Coca-Cola assumed full ownership of the brand three years later. Goldman stayed involved, and Honest Tea remained in its Bethesda, Maryland, home base. The product itself was never watered down, and as late as 2018 Goldman still saw it as poised for “global growth.” Sales had reportedly risen from $71 million in 2010 to around $600 million. 

But the brand’s momentum had slowed. Sales in the first half of 2019 declined 16%, according to Beverage Digest, in the midst of a wider decline in ready-to-drink tea sales.

“Tea was once at the leading edge of the consumer shift to healthier, lower-sugar beverages, offering functional ingredients such as antioxidants,” the publication reported. “Honest Tea was among the brands that capitalized on that trend.”

But the market had gotten far more competitive, and shelves were crowded with functional beverages, cold brew coffees, and antioxidant waters.

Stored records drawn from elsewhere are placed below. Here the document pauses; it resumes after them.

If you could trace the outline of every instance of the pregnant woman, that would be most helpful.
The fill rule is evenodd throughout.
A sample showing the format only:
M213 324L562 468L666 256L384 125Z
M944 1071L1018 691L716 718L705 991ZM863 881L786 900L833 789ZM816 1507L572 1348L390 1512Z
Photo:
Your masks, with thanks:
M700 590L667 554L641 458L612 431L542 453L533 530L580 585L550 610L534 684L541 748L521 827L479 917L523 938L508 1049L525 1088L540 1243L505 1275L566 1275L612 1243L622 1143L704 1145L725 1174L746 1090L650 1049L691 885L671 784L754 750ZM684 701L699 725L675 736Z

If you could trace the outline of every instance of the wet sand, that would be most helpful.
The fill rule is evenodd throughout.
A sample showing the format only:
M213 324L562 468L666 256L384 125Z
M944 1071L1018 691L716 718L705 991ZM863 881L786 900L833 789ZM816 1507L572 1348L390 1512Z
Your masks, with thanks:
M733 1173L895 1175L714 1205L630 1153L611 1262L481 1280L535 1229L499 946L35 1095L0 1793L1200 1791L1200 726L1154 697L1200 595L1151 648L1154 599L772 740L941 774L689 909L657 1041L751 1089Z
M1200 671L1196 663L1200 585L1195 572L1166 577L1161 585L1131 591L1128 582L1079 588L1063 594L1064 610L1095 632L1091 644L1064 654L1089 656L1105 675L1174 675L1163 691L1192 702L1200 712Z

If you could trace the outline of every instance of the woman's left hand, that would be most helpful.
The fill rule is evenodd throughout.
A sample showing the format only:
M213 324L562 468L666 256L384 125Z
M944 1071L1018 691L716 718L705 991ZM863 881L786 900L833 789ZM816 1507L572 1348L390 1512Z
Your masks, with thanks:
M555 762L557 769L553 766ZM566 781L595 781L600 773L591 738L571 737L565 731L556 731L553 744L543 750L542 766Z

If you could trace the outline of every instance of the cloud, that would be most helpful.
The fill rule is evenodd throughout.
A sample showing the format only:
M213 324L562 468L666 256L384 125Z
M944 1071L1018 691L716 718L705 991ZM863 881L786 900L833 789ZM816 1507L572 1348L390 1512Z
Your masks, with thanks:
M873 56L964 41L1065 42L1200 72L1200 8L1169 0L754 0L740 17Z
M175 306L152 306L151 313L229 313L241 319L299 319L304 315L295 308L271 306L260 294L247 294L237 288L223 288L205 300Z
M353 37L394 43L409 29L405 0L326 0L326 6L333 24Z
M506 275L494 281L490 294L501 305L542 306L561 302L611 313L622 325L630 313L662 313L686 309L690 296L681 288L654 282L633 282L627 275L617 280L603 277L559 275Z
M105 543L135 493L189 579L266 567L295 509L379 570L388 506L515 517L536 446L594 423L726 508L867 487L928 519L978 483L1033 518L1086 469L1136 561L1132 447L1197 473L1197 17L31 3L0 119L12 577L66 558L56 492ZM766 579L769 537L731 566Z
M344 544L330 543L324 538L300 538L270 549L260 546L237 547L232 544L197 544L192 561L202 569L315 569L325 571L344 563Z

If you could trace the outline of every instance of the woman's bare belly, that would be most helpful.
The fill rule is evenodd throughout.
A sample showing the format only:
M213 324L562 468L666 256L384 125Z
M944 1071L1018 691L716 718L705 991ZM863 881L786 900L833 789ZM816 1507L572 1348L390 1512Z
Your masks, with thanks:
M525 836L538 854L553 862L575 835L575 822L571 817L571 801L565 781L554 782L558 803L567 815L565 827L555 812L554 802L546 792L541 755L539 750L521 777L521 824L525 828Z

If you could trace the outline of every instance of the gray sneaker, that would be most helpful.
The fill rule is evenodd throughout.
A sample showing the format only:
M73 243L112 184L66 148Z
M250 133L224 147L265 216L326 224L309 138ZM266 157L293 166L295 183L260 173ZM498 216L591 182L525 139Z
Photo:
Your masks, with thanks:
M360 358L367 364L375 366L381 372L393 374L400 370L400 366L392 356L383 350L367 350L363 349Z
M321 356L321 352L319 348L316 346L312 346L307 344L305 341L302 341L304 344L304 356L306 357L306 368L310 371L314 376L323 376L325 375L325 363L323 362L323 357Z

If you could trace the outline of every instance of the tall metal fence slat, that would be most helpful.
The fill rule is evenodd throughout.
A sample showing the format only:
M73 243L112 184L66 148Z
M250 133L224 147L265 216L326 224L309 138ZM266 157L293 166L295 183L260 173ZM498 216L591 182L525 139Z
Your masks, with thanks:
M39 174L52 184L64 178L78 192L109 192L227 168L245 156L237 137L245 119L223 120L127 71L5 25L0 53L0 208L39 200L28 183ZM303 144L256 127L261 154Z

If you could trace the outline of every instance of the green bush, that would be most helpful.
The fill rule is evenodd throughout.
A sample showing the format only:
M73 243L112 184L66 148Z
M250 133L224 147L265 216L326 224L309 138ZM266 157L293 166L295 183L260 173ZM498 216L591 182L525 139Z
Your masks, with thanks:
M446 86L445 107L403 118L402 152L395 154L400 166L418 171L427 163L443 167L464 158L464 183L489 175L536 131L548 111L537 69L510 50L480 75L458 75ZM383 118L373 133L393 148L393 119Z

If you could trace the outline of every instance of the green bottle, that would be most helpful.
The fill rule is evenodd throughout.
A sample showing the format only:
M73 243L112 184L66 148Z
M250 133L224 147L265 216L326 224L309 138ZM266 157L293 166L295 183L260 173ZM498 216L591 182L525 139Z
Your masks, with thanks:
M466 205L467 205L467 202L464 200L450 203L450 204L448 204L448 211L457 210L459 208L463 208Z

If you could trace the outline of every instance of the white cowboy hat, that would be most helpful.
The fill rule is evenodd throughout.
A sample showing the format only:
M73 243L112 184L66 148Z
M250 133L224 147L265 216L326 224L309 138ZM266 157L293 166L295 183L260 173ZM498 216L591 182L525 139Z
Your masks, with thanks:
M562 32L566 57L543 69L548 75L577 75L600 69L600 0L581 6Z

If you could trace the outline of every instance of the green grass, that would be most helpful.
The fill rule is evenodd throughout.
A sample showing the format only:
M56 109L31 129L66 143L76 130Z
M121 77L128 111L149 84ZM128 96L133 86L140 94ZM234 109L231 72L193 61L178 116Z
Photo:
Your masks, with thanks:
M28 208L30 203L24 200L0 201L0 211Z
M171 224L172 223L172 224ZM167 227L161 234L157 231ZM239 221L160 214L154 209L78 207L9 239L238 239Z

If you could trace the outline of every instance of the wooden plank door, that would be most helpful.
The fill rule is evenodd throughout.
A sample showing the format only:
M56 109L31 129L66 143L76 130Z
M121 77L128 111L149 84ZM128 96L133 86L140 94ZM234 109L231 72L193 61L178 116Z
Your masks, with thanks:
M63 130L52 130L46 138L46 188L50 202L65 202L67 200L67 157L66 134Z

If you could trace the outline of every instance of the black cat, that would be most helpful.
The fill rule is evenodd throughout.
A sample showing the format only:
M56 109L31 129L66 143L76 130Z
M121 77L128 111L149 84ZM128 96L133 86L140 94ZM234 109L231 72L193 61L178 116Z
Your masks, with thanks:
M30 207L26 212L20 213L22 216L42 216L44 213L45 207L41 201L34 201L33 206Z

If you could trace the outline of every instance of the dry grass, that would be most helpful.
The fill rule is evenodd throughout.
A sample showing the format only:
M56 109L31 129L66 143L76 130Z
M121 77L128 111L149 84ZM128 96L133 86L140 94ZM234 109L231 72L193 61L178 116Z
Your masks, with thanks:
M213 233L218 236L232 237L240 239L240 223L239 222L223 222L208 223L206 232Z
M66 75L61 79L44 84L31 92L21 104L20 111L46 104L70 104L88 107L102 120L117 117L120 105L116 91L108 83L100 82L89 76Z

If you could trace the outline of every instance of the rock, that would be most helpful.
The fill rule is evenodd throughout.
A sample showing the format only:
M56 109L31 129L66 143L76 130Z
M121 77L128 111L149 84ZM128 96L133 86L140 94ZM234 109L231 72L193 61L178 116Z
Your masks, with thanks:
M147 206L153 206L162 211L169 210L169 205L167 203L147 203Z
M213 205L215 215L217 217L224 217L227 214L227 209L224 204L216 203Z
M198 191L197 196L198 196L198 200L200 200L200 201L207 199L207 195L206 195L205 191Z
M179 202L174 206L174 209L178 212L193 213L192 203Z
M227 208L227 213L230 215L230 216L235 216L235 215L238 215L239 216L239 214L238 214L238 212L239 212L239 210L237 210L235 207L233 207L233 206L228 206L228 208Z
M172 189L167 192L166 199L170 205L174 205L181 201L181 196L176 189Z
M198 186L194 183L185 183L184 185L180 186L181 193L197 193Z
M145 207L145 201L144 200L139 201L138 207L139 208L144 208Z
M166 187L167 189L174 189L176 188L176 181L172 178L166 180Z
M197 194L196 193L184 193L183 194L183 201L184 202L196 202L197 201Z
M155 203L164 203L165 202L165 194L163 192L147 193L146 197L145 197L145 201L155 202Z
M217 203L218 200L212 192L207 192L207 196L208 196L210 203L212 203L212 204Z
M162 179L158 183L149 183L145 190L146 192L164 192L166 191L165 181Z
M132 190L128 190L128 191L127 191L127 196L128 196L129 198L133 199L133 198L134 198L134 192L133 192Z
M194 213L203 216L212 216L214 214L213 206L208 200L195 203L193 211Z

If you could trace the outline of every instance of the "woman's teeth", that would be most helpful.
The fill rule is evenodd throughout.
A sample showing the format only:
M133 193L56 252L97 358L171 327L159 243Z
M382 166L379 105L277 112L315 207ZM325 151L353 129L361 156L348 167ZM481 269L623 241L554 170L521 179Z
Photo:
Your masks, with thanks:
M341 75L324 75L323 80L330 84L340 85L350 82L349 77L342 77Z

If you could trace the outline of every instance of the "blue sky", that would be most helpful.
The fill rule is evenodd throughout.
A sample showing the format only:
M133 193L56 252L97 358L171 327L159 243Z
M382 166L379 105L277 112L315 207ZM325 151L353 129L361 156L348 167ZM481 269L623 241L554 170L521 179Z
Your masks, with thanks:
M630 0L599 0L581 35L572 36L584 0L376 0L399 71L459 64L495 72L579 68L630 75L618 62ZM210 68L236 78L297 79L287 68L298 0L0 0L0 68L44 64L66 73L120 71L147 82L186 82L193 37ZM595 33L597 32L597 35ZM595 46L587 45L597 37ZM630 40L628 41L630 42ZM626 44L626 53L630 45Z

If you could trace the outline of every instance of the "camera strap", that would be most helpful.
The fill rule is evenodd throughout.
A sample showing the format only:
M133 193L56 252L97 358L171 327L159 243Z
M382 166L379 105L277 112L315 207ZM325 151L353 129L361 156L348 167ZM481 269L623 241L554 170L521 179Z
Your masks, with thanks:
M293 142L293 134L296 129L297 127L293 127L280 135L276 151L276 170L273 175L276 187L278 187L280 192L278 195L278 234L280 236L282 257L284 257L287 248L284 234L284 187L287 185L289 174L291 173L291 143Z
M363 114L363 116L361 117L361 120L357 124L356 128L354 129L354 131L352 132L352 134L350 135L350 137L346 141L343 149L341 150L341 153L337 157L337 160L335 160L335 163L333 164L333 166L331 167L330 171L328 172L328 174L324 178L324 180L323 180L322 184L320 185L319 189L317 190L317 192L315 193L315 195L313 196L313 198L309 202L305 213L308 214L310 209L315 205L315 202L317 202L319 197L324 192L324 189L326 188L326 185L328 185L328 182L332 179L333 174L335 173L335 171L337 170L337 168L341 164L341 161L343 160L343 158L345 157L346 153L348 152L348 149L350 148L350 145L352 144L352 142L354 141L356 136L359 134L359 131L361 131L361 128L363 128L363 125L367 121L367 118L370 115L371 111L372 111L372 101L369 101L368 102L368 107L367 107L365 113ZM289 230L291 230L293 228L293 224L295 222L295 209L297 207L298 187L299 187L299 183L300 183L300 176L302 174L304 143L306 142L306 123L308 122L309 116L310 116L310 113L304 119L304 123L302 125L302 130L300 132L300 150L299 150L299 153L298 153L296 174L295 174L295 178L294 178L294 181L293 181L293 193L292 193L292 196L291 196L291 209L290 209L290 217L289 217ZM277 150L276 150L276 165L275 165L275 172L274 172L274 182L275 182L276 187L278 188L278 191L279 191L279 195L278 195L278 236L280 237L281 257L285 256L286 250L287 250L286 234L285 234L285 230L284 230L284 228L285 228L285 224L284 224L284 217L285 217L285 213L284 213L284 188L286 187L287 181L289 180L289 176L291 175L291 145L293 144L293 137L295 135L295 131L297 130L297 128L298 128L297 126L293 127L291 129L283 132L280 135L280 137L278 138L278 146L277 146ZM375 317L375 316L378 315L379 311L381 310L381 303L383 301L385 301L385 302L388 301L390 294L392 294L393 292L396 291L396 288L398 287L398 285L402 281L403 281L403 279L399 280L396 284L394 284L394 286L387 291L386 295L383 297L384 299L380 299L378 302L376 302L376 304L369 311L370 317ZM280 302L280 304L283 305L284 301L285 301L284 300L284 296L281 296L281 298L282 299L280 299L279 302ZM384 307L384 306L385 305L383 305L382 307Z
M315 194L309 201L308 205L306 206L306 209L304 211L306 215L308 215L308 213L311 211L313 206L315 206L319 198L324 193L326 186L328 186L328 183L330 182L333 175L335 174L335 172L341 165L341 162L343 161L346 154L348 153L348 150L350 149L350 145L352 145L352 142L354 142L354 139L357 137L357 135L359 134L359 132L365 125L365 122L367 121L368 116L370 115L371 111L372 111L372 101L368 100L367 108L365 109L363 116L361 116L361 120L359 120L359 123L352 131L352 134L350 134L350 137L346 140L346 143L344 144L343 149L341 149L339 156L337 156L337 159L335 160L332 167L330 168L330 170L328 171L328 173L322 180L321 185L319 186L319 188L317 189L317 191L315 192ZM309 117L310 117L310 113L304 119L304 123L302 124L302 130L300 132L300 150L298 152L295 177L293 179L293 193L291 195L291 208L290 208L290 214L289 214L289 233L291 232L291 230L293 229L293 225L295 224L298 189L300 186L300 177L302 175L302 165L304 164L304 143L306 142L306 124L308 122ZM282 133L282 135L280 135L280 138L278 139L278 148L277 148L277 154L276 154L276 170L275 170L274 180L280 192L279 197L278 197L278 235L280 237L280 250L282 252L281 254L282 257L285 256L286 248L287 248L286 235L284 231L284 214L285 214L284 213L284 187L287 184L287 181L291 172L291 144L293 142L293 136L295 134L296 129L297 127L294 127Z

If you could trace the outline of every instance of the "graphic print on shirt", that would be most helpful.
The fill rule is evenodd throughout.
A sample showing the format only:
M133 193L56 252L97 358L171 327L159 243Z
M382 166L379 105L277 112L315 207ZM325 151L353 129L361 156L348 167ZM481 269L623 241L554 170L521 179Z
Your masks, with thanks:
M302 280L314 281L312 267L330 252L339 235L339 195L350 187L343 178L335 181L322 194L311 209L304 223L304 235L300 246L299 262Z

The consumer zeitgeist that helped propel Honest Tea’s success had shifted. At the end of that year, Goldman left the company to pursue new ventures; Honest Tea’s offices were moved to Atlanta. 

Coke, meanwhile, appeared to lose enthusiasm for niche-ier brands in general, according to a 2021 Business Insider report. And in its announcement this week, the company explained the move as a straightforward consolidation of its tea strategy, sacrificing Honest Tea to focus on two more successful lines: Gold Peak, a virtuous-looking bottled tea brand that Coke has backed with nationwide marketing, and Peace Tea, a growing regional offering that has “a loyal, Gen Z following.” Neither hits the various mission-y notes that defined the Honest brand. 

This seems like an outcome Fromartz was worried about way back in 2008, and plenty of observers on social media have reacted with some version of: What did you expect?  

But of course some mission-driven brands do survive being absorbed into bigger entities. Ben & Jerry’s is probably the best-known example: Unilever has famously allowed the brand to stick to its mission-heavy vibe, taking outspoken stands on social justice and other issues. It’s worth remembering, however, that this does not necessarily limit the Ben & Jerry’s brand: Plenty of consumers just think of it as slightly fancy, often cheeky, and very tasty ice cream, and couldn’t care less about its politics.

Honest Tea’s identity, in contrast, seemed less flexible or expansive. And that was fine when the consumer mood was moving in its direction—but feels more limiting now. A sincere mission can help a brand break through to a solid, loyal audience of consumers. But put that mission-centric brand in the middle of a mass-oriented owner’s sprawling portfolio, and that same identity can become a constraint.

Honest Tea really did carve out an authentic, specific space in the consumer landscape: It truly stood for something. And that, in the end, was its downfall.